`torch.cuda.current_device()` always return 0

oasjd7 · October 4, 2018, 2:25pm

torch.cuda.current_device() always return 0
How can I print real using device?

albanD · October 5, 2018, 1:37am

The used device is the one returned by this function.
What makes you think it uses another one? How do you change the device to use?

oasjd7 · October 6, 2018, 5:26am

@albanD
I have 4 GPUs. and I allocate one training process to each one of the GPUs.
So I use os.environ['CUDA_VISIBLE_DEVICES']
and I want to print the current running GPU number.

SimonW · October 6, 2018, 5:40am

CUDA_VISIBLE_DEVICES is the mask used by CUDA to determine what devices it exposes to the user program, which is pytorch in this case. There is no way pytorch can know about that reliably.

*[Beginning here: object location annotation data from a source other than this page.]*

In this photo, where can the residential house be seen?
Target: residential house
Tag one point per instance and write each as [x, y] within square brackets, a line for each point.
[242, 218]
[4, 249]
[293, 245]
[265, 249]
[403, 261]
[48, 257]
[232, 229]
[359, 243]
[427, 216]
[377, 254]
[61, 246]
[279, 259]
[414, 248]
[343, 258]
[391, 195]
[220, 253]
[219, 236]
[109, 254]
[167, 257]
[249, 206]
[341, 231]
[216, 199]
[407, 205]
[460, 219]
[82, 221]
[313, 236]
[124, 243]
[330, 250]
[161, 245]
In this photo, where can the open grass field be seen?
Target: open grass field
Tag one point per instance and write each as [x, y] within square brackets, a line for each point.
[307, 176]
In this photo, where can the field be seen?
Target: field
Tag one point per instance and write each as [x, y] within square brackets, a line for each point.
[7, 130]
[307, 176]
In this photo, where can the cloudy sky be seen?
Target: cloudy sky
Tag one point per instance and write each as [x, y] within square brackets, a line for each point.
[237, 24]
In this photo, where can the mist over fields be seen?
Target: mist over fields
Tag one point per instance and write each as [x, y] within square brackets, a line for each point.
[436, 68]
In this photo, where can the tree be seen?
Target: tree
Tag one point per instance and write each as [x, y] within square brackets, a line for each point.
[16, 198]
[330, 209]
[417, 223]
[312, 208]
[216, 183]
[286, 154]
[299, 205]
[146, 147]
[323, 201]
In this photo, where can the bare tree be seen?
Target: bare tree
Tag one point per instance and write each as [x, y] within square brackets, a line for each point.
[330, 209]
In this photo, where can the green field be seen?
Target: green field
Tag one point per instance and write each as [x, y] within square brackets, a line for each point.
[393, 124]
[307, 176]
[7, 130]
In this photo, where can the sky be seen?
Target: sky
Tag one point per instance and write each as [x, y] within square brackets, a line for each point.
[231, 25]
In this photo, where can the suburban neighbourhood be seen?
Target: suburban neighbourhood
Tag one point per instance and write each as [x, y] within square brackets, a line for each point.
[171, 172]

albanD · October 8, 2018, 12:22pm

Hi,

Within you application, gpu numbers will always start at 0 and grow up from there.
When you use CUDA_VISIBLE_DEVICES, you hide some devices so they won’t be numbered.
If you have 4 gpus: 0, 1, 2, 3.
And run CUDA_VISIBLE_DEVICES=1,2 python some_code.py. Then the device that you will see within python are device 0, 1. Using device 0 in your code will use device 1 from global numering. Using device 1 in your code will use 2 outside.
So in your case if you always set CUDA_VISIBLE_DEVICES to a single device, in your code, the device id will always be 0, that is expected. Unfortunately, there is no way to know what is the global numbering.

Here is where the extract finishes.